The adoption of Internet of Things (IoT) systems at the network edge of smart architectures is increasing rapidly, intensifying the need for security mechanisms that are both adaptive and resource-efficient. In such environments, runtime defence mechanisms are no longer limited to detection alone but become a resource-constrained task of selecting mitigation actions. Security controls must be carefully selected, combined, and executed under latency, energy, and computational constraints, while preventing unsafe interactions between controls. Existing approaches predominantly rely on static rule sets and learned policies, which provide limited guarantees of feasibility, conflict safety, and execution correctness in resource-constrained edge settings. To address this limitation, we introduce ASPO, a self-adaptive multi-agent security pattern selection that integrates Large Language Model (LLM)-based reasoning with deterministic enforcement within a MAPE-K control loop. ASPO explicitly separates stochastic decision generation from execution: LLM agents propose candidate mitigation portfolios, while a deterministic optimisation core enforces closed-world action integrity, conflict-free composition, and resource feasibility at every decision epoch. We deploy ASPO on a distributed edge-gateway testbed and evaluate it across two workloads, each comprising 500 and 1000 runtime security decisions, using replayed IoT attack traffic. In addition, the results demonstrate invariant safety properties, including 100% conflict-free activation, consistent resource feasibility across workloads, and stable pattern dominance with perfect rank preservation. Importantly, deeper decision exploration reduces extreme-case execution costs, compressing tail latency and energy overheads by 21.9% and 23.1%, respectively, without increasing mean energy consumption.

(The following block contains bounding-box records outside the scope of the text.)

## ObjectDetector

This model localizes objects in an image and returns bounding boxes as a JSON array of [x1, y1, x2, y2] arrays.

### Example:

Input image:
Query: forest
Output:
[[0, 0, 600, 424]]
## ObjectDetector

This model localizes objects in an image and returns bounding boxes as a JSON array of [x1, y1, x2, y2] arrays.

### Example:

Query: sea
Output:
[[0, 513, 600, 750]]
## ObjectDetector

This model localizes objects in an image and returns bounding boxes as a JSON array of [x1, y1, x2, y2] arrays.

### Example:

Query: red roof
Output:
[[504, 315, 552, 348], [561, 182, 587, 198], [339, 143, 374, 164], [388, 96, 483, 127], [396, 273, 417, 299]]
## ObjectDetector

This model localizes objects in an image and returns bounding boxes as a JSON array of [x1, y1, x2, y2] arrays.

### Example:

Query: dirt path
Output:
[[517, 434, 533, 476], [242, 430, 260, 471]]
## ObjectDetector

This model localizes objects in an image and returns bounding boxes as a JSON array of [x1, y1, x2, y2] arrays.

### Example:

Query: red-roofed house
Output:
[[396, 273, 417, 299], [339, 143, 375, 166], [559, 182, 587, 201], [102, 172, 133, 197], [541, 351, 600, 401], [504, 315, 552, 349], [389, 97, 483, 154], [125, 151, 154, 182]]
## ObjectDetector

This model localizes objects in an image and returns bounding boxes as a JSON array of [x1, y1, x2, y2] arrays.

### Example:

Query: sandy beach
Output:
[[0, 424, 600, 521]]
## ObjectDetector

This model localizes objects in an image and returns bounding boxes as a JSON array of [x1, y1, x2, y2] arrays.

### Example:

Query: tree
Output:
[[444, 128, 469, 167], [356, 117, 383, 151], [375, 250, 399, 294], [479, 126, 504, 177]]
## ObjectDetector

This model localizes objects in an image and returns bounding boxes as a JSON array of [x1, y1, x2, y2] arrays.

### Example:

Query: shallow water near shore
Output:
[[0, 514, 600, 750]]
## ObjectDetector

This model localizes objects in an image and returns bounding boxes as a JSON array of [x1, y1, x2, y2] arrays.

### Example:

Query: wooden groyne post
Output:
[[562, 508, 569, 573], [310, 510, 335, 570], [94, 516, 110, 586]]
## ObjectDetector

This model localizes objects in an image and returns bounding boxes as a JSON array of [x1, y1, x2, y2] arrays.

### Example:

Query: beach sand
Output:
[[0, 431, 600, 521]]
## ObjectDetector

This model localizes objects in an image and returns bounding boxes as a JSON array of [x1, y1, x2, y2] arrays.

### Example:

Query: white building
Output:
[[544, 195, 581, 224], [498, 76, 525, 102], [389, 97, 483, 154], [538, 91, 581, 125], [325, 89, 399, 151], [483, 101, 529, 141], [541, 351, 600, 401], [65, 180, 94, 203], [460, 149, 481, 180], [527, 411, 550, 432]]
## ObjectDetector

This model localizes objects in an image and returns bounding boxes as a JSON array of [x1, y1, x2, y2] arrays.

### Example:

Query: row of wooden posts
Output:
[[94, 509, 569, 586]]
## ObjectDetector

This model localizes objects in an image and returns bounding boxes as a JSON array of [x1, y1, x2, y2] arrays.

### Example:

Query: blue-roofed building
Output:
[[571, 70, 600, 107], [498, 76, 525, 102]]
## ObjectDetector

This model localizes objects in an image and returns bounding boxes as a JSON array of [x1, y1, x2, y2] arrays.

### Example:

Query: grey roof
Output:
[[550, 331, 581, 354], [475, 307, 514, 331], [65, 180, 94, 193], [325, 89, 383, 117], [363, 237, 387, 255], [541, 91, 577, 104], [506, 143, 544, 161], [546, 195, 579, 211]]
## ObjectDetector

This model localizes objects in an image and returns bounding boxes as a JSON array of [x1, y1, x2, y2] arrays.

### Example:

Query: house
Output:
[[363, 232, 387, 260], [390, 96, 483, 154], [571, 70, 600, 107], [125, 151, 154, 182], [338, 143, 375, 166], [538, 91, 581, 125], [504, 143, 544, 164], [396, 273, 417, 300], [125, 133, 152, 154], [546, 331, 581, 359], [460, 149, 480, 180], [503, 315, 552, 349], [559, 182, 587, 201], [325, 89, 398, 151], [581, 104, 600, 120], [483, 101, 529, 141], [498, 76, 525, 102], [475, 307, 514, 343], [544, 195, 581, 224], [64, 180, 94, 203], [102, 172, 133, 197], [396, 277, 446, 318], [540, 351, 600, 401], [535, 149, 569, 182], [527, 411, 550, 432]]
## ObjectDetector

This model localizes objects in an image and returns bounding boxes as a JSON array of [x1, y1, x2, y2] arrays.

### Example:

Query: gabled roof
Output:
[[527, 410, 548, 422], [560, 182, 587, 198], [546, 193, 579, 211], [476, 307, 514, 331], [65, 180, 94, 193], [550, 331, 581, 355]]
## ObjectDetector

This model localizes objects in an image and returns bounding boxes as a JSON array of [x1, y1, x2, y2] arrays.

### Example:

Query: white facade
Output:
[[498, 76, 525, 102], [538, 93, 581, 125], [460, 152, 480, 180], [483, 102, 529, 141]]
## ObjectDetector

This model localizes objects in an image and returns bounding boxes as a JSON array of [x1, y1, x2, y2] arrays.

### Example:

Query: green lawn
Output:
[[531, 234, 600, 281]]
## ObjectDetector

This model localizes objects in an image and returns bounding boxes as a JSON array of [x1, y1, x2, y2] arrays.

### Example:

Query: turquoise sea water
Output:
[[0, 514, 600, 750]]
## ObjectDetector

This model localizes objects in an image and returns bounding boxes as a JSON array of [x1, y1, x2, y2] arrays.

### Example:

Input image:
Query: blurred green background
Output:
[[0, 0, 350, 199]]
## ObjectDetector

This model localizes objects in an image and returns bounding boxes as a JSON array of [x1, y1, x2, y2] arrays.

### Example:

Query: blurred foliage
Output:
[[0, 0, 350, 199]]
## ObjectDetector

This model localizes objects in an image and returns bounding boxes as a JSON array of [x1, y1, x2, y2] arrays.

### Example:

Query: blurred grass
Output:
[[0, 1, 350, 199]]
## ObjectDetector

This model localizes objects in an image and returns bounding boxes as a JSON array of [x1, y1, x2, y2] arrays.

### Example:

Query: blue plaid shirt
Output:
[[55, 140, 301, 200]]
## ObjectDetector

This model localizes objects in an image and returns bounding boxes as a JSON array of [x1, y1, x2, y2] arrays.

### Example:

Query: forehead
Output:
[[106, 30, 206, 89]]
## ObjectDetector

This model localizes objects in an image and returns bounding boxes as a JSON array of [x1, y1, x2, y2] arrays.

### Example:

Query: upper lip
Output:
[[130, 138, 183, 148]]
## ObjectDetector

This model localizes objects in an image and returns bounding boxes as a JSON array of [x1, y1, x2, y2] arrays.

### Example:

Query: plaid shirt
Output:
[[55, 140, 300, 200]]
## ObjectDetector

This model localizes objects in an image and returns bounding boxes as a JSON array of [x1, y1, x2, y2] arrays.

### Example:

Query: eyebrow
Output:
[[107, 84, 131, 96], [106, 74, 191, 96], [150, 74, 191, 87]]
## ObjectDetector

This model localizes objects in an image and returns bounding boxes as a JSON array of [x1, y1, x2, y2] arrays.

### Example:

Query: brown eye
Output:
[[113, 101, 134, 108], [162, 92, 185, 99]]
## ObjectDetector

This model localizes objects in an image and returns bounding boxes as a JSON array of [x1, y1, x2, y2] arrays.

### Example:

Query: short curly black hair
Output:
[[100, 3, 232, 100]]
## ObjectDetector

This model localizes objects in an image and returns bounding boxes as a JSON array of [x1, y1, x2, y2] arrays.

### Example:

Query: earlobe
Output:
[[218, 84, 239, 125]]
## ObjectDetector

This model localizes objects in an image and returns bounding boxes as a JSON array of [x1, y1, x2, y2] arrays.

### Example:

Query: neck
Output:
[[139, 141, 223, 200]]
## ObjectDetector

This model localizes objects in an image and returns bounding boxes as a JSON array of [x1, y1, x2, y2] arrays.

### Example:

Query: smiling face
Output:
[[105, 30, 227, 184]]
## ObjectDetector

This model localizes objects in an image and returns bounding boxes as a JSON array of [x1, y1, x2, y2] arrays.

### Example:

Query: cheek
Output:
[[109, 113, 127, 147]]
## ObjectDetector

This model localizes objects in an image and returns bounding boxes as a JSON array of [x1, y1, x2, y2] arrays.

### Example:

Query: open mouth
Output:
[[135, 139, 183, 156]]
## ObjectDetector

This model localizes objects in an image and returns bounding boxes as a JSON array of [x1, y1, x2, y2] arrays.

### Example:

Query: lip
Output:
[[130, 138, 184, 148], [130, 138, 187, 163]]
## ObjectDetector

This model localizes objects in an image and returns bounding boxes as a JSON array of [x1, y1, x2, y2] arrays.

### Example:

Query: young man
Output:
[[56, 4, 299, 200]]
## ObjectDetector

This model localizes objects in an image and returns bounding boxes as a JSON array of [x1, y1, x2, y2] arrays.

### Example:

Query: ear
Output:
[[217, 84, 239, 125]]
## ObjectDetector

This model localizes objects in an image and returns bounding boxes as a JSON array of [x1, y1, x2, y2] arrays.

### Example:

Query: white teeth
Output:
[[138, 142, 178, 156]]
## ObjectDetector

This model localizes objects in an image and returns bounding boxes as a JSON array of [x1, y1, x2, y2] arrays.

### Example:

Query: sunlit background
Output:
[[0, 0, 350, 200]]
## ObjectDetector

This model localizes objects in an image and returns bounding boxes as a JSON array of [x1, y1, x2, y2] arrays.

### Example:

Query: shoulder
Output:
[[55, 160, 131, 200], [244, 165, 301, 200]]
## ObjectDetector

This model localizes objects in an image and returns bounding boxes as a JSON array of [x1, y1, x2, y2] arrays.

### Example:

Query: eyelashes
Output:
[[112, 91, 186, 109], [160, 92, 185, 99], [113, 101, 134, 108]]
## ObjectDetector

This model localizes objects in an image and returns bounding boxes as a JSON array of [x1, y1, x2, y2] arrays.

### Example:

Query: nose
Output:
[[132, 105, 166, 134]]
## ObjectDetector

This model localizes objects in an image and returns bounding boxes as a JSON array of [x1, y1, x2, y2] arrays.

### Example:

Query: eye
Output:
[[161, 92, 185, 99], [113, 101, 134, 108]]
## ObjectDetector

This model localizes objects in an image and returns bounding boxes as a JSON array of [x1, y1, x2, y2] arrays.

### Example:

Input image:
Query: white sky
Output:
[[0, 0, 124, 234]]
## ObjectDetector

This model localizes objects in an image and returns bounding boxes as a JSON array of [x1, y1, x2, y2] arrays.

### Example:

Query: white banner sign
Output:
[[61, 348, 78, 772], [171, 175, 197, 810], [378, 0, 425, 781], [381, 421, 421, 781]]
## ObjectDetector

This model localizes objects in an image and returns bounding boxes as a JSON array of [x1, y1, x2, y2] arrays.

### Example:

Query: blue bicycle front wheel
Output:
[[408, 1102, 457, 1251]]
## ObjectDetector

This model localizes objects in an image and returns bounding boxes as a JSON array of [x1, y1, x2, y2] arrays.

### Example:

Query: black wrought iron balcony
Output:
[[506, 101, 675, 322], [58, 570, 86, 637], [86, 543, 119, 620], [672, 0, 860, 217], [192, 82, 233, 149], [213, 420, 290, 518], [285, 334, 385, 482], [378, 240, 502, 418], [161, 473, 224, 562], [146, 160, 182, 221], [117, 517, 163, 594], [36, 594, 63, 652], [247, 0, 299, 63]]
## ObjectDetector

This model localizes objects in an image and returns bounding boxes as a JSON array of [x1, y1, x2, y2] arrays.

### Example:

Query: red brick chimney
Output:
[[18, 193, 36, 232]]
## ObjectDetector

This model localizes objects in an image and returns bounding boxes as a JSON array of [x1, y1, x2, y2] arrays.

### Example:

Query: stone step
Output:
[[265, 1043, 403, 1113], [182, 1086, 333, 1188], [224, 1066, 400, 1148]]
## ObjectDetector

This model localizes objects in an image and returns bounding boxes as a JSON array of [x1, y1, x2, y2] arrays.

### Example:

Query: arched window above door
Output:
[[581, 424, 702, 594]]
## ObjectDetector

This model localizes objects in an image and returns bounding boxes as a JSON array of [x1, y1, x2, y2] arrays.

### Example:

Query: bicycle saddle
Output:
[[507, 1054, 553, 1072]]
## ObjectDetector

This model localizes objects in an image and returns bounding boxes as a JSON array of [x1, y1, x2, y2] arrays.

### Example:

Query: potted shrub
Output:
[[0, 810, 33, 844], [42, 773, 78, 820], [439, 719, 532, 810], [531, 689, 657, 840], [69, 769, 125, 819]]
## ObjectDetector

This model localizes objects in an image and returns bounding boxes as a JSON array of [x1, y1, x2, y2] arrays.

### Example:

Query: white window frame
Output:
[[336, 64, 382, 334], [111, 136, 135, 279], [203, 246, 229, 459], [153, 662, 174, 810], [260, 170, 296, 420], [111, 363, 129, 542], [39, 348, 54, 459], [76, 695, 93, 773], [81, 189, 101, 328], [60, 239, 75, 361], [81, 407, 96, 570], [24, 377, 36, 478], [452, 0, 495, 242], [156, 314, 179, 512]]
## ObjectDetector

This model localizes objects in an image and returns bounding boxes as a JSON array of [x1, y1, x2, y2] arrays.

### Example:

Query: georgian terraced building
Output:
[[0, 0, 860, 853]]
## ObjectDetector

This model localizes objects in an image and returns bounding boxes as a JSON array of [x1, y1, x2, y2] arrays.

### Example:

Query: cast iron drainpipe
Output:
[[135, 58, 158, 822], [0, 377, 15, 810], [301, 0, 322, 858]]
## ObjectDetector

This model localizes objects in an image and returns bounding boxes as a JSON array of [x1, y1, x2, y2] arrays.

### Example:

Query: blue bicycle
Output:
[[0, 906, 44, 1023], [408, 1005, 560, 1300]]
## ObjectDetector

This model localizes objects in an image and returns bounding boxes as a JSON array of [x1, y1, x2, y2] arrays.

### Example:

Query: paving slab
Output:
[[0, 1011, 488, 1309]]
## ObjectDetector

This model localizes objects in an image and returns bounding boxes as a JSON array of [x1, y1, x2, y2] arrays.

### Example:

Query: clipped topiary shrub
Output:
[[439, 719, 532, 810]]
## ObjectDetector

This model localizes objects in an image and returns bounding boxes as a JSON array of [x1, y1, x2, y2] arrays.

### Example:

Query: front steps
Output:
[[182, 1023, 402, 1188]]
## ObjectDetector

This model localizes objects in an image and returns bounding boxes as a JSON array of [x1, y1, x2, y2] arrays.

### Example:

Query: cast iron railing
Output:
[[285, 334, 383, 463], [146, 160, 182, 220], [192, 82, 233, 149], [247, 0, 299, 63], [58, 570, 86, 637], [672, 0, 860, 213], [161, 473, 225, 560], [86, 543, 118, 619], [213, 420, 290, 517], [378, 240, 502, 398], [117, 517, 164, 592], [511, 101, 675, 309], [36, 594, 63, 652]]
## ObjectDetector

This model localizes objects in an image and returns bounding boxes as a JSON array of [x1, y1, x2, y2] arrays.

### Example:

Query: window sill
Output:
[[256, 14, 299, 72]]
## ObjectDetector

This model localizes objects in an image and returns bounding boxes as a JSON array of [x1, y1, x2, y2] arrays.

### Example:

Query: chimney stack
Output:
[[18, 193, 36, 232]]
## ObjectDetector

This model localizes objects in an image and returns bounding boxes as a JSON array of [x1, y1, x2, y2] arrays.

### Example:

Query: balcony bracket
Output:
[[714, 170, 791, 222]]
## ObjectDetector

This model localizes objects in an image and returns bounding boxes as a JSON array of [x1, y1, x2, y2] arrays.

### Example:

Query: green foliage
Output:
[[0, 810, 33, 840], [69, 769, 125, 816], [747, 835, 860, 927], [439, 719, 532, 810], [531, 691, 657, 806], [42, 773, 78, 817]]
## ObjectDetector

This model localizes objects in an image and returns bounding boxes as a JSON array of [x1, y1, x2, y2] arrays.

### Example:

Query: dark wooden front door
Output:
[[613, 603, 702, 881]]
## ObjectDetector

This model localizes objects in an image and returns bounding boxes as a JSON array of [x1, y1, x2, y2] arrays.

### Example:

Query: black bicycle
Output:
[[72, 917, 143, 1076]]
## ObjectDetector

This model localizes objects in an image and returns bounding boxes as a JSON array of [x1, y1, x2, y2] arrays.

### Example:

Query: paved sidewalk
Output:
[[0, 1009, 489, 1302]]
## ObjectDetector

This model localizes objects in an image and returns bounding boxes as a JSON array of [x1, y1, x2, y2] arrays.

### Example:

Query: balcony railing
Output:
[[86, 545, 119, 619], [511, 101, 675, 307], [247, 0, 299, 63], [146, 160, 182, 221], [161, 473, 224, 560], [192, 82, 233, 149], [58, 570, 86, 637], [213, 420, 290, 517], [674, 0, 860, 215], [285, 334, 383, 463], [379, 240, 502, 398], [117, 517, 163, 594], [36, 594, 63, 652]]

翻译：物联网（IoT）系统在智能架构网络边缘的部署正迅速增长，这加剧了对兼具自适应性和资源高效性的安全机制的需求。在此类环境中，运行时防御机制不再局限于检测，而是转变为在资源约束条件下选择缓解措施的任务。安全控制需在延迟、能量和计算约束下仔细选择、组合并执行，同时防止控制间的不安全交互。现有方法主要依赖静态规则集和学习策略，在资源受限的边缘场景中对可行性、冲突安全性和执行正确性的保障有限。为解决这一局限，我们提出ASPO——一种自适应性多智能体安全模式选择方法，该方法在MAPE-K控制循环内将基于大语言模型（LLM）的推理与确定性执行相结合。ASPO明确分离随机决策生成与执行过程：LLM智能体提出候选缓解方案组合，而确定性优化核心在每个决策周期强制保证闭包操作完整性、无冲突组合及资源可行性。我们在分布式边缘网关测试平台上部署ASPO，并利用重放的物联网攻击流量，在包含500次和1000次运行时安全决策的两个工作负载上对其进行评估。此外，实验结果展示了不变的安全性特性，包括100%无冲突激活、跨工作负载一致的资源可行性，以及具有完美秩保持的稳定模式优度。值得注意的是，更深入的决策探索降低了极端情况下的执行成本，将尾延迟和能量开销分别压缩了21.9%和23.1%，且未增加平均能耗。